The CRDC, which follows the "FAIR" principles of data findability, accessibility, interoperability, and reusability, hosts genomic, proteomic, imaging, and clinical oncology data for both humans and canines. The infrastructure features cloud-based analytics tools including visualization technology that Sharpless said serve as a foundation for development of AI and machine learning models.

Sharpless took several questions submitted by the online audience near the end of the hourlong AMIA session.

Session host Samuel Volchenboum, director of the Center for Research Informatics and a pediatric oncologist at the University of Chicago, asked Sharpless about whether oncology is headed to a place where physicians might have to make computer-aided medical decisions without being able to explain the algorithms or methodology to patients.

Sharpless said that this is already happening today in specialties like radiology that rely so heavily on FDA-cleared medical devices. "I think that predicting why certain markers are associated with a certain outcome is a scientific endeavor where clinicians are pretty comfortable with the idea that we don't fully understand why this works," he said.

"I think this is going to happen more and more, and we will have to learn how to explain that to patients," Sharpless added.

During his time at the FDA, Sharpless grappled with regulation of AI-enabled medical devices. "You have to really regulate the process around that device" rather than a specific algorithm in the device itself.

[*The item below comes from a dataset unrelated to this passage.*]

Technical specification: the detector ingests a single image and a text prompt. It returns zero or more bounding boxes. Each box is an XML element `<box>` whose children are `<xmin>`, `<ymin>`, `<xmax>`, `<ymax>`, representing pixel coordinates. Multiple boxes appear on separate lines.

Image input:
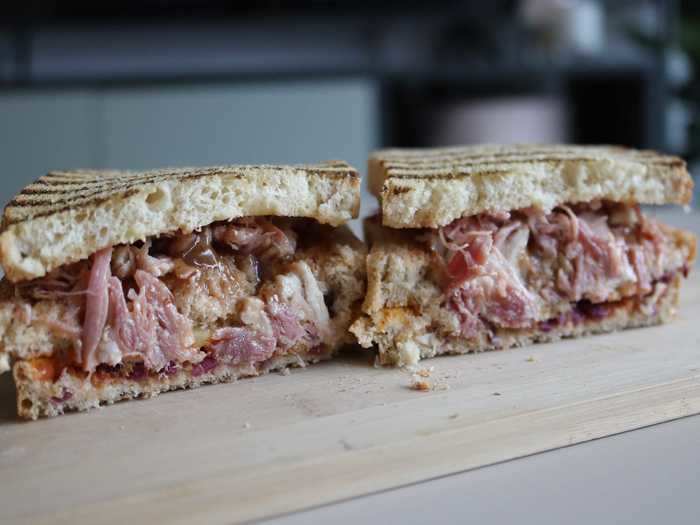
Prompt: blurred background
<box><xmin>0</xmin><ymin>0</ymin><xmax>700</xmax><ymax>217</ymax></box>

Sharpless also said that the NCI has had to walk a fine line in the realm of open data, balancing the needs of the research community to have adequate study cohorts with the desire of individual scientists to protect some of their intellectual property while also guarding patient privacy.

Sharpless called the NCI's Cancer Genome Atlas "one of the most successful data-sharing initiatives ever in the history of American research." He said that TCGA has proven that the research community will embrace and "do great things with" high-quality, aggregated datasets put in the public domain.

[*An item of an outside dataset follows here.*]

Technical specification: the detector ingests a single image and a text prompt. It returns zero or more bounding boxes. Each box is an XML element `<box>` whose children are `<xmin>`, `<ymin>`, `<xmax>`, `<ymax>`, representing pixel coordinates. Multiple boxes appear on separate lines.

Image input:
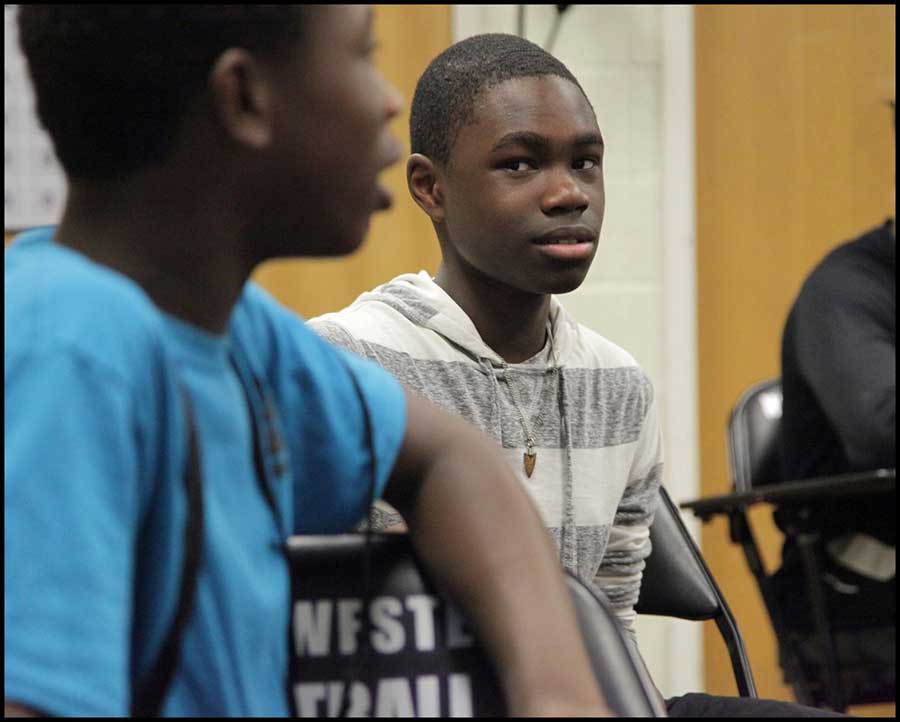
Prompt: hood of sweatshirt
<box><xmin>338</xmin><ymin>271</ymin><xmax>579</xmax><ymax>573</ymax></box>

While he called the potential for inadvertently reidentifying aggregated genomic information "really significant," Sharpless said that the institute generally leans toward open data. "The NCI really believes that we have to make these data available to the research community because there's really no other way to make progress without them," he said.

The way to address this risk is through credentialed access, he said, much as NCI has done with TCGA.

Another area in need of clarity is international data-sharing, which Sharpless said has been complicated by privacy laws like the European Union's General Data Protection Regulation (GDPR), which came into effect in 2018. According to Sharpless, NIH hasn't struck a data-sharing agreement with any continental European country since GDPR came about, potentially hindering cross-border research.

"It has really snarled the ability to work across the Atlantic because of concerns about the liability issues in Europe related to GDPR," he said. Willful violation of GDPR could carry fines as high as €20 million ($23.7 million) or 4 percent of a company's annual global revenues, but that does not change the importance of having access to broad datasets in cancer research, according to Sharpless.